Sunday, September 3rd, 2011. The kids had Monday off from school, so after church we trekked up to Austin to visit the family. That afternoon a fire started nearby in a community called Steiner Ranch. 25 homes were destroyed and many people literally fled as the fire took over their properties with no warning.
Our worst drought ever had been the perfect setting for some awful strong dry winds, which ironically came from the backside of a hurricane making it’s way up Louisiana. The slightest spark set our land ablaze so quickly. And none of us in the hill country had ever experienced this…I have no idea how people live in areas that are affected by wildfires often.
We drove up to the Mansfield Dam to get a view of it. The highway (620) was closed, which was fine, we didn’t want to be in the way. But the Dam gave a view of the helicopters scooping water from the lake then dumping it on the fire.
That same day, the fire in Bastrop started. Along with one on the other side of my parents, in an area called Spicewood. This was the view driving down 620 the next day. These fires were all in Spicewood (the Steiner one had been extinguished).
The next morning, that haze on the horizon from my home in San Antonio was the smoke from the Bastrop fire, which was huge, largely uncontained, and still consuming land quickly.
As I tried to shake the fear that had taken hold while we were in Austin, I looked out my second story window and realized we weren’t safe in San Antonio, either.
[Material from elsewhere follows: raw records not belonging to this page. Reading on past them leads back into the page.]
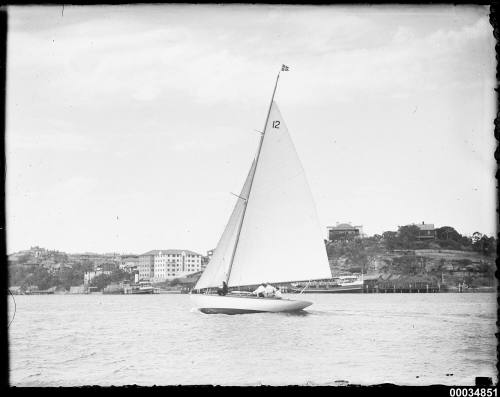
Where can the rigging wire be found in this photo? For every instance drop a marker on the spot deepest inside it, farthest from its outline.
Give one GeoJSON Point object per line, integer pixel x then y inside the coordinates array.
{"type": "Point", "coordinates": [15, 308]}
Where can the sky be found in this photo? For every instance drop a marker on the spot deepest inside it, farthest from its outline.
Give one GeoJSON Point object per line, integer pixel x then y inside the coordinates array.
{"type": "Point", "coordinates": [128, 127]}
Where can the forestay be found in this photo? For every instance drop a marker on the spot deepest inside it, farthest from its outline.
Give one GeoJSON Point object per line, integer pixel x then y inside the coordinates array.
{"type": "Point", "coordinates": [280, 238]}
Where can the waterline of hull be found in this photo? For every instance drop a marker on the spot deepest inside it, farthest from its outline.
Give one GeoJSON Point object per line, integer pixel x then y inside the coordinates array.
{"type": "Point", "coordinates": [230, 304]}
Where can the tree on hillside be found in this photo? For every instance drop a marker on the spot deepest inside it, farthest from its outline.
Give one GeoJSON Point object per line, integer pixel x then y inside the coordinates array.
{"type": "Point", "coordinates": [485, 245]}
{"type": "Point", "coordinates": [448, 233]}
{"type": "Point", "coordinates": [407, 236]}
{"type": "Point", "coordinates": [390, 239]}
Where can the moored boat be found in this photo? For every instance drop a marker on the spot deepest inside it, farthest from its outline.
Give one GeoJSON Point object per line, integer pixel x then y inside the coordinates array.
{"type": "Point", "coordinates": [342, 284]}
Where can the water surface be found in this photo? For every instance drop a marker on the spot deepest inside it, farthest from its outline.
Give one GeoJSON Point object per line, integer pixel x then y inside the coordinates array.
{"type": "Point", "coordinates": [406, 339]}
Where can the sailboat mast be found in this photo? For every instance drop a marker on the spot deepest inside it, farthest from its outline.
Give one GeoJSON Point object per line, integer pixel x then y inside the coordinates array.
{"type": "Point", "coordinates": [251, 180]}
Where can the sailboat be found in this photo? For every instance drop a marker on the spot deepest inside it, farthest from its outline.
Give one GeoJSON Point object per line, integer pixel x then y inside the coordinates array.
{"type": "Point", "coordinates": [273, 234]}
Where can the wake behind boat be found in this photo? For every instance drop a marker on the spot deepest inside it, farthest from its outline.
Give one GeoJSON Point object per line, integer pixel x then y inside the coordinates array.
{"type": "Point", "coordinates": [273, 233]}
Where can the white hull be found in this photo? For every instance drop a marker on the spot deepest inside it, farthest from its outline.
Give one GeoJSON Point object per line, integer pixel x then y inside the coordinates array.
{"type": "Point", "coordinates": [234, 304]}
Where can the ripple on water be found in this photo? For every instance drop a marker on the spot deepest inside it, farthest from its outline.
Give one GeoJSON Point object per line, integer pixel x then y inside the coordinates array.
{"type": "Point", "coordinates": [160, 340]}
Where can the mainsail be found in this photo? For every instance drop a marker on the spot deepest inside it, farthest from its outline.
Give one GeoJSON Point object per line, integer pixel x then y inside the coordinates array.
{"type": "Point", "coordinates": [277, 237]}
{"type": "Point", "coordinates": [280, 238]}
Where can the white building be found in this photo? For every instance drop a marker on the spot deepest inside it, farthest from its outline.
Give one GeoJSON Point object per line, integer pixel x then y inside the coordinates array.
{"type": "Point", "coordinates": [170, 264]}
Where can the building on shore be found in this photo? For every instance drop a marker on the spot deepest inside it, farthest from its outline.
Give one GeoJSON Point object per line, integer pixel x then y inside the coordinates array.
{"type": "Point", "coordinates": [129, 263]}
{"type": "Point", "coordinates": [162, 265]}
{"type": "Point", "coordinates": [344, 232]}
{"type": "Point", "coordinates": [206, 259]}
{"type": "Point", "coordinates": [146, 266]}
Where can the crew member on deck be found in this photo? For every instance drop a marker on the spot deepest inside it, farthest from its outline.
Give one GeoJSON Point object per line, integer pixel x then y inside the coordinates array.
{"type": "Point", "coordinates": [260, 291]}
{"type": "Point", "coordinates": [269, 290]}
{"type": "Point", "coordinates": [223, 290]}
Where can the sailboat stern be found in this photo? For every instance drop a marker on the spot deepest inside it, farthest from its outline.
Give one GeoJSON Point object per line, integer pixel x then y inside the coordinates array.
{"type": "Point", "coordinates": [233, 304]}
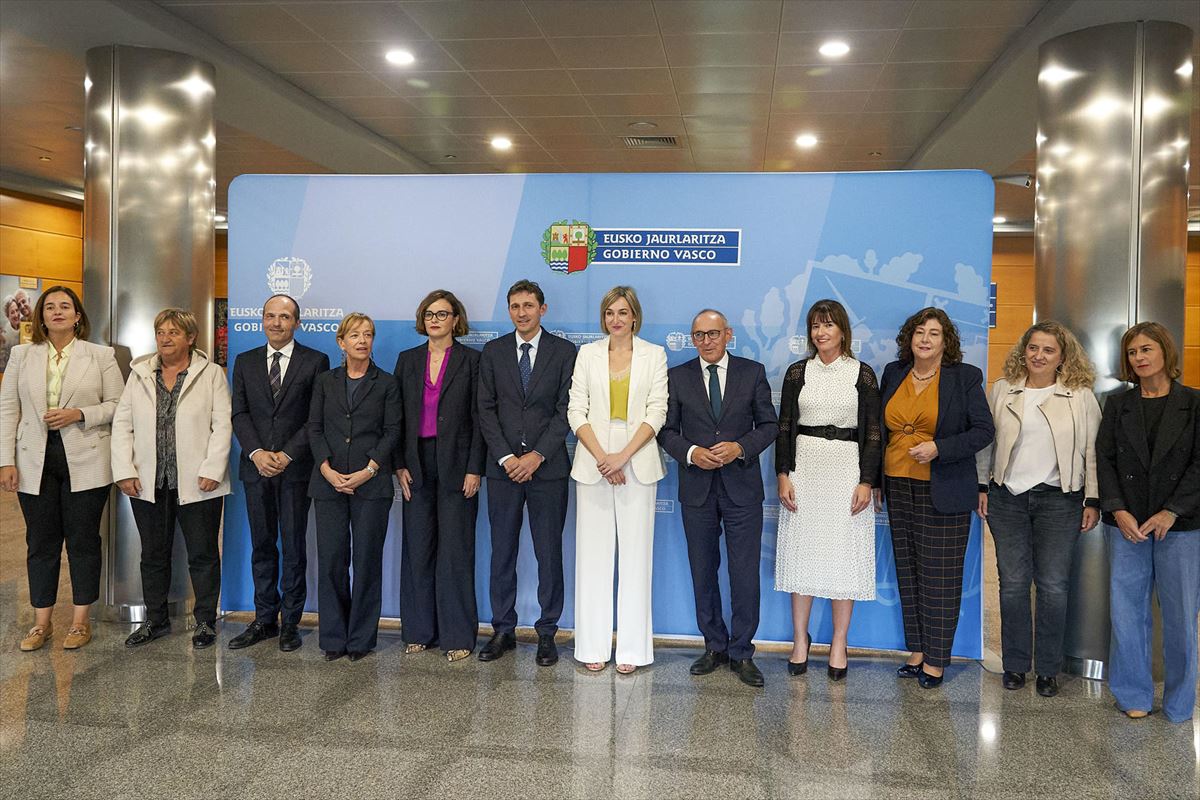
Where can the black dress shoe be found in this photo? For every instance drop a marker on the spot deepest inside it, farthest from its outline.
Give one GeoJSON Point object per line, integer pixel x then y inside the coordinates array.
{"type": "Point", "coordinates": [708, 662]}
{"type": "Point", "coordinates": [929, 681]}
{"type": "Point", "coordinates": [497, 645]}
{"type": "Point", "coordinates": [748, 672]}
{"type": "Point", "coordinates": [147, 633]}
{"type": "Point", "coordinates": [253, 633]}
{"type": "Point", "coordinates": [203, 636]}
{"type": "Point", "coordinates": [289, 637]}
{"type": "Point", "coordinates": [799, 667]}
{"type": "Point", "coordinates": [547, 651]}
{"type": "Point", "coordinates": [1013, 679]}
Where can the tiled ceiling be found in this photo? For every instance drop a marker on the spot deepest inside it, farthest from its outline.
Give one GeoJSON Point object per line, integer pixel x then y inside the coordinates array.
{"type": "Point", "coordinates": [735, 82]}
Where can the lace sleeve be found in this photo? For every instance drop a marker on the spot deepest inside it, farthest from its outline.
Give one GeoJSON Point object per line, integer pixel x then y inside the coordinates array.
{"type": "Point", "coordinates": [870, 437]}
{"type": "Point", "coordinates": [785, 443]}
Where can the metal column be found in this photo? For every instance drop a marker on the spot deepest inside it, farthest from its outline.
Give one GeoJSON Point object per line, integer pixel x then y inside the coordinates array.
{"type": "Point", "coordinates": [149, 193]}
{"type": "Point", "coordinates": [1110, 228]}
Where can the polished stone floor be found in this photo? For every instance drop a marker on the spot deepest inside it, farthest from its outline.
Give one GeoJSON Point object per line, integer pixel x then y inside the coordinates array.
{"type": "Point", "coordinates": [166, 721]}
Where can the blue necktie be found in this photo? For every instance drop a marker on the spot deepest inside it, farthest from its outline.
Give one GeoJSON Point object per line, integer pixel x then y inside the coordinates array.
{"type": "Point", "coordinates": [714, 391]}
{"type": "Point", "coordinates": [525, 365]}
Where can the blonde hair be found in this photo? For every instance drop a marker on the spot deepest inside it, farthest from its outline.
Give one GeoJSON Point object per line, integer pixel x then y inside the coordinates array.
{"type": "Point", "coordinates": [184, 320]}
{"type": "Point", "coordinates": [630, 296]}
{"type": "Point", "coordinates": [1074, 372]}
{"type": "Point", "coordinates": [353, 320]}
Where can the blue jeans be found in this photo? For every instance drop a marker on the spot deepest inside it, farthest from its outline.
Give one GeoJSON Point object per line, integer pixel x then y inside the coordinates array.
{"type": "Point", "coordinates": [1173, 567]}
{"type": "Point", "coordinates": [1035, 534]}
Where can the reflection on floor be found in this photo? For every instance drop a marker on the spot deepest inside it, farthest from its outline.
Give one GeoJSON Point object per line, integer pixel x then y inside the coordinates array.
{"type": "Point", "coordinates": [166, 721]}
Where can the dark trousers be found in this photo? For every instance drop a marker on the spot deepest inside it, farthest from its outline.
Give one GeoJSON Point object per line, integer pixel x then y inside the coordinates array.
{"type": "Point", "coordinates": [437, 576]}
{"type": "Point", "coordinates": [929, 551]}
{"type": "Point", "coordinates": [1035, 535]}
{"type": "Point", "coordinates": [201, 523]}
{"type": "Point", "coordinates": [743, 543]}
{"type": "Point", "coordinates": [279, 521]}
{"type": "Point", "coordinates": [351, 533]}
{"type": "Point", "coordinates": [547, 513]}
{"type": "Point", "coordinates": [55, 515]}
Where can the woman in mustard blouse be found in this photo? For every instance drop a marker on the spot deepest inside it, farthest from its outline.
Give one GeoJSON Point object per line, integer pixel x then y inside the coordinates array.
{"type": "Point", "coordinates": [935, 420]}
{"type": "Point", "coordinates": [618, 402]}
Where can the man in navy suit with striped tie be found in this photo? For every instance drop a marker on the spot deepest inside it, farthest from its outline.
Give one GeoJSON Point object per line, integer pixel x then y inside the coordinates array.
{"type": "Point", "coordinates": [271, 394]}
{"type": "Point", "coordinates": [523, 383]}
{"type": "Point", "coordinates": [720, 417]}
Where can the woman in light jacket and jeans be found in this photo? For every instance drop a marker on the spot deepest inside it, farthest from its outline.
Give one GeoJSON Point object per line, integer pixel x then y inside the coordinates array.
{"type": "Point", "coordinates": [618, 403]}
{"type": "Point", "coordinates": [1038, 491]}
This fire was in Camp Bullis, 3 miles from my home.
It was extinguished fairly quickly and as you can tell by the plume going straight up, the winds had died down, which made containing it so much more possible!
The military covered the area with water and fire retardant the next day, just to be safe. The problem with our drought is that the fires would go underground, to the roots of the trees, and keep smoldering, just waiting for a little wind to send them aflame again.
And aflame they went, again, the second day…
Can you see the airplane in the picture below, dumping the retardant?
Thankfully it didn’t burn any structures, just land. As they were managing to put it out, this was the draw back shot, to show how very much smoke it had produced.
We’re still in a drought, 5 months later, but last month we received 8 inches of rain, and I don’t find myself surveying the horizon anymore. But what a scary time!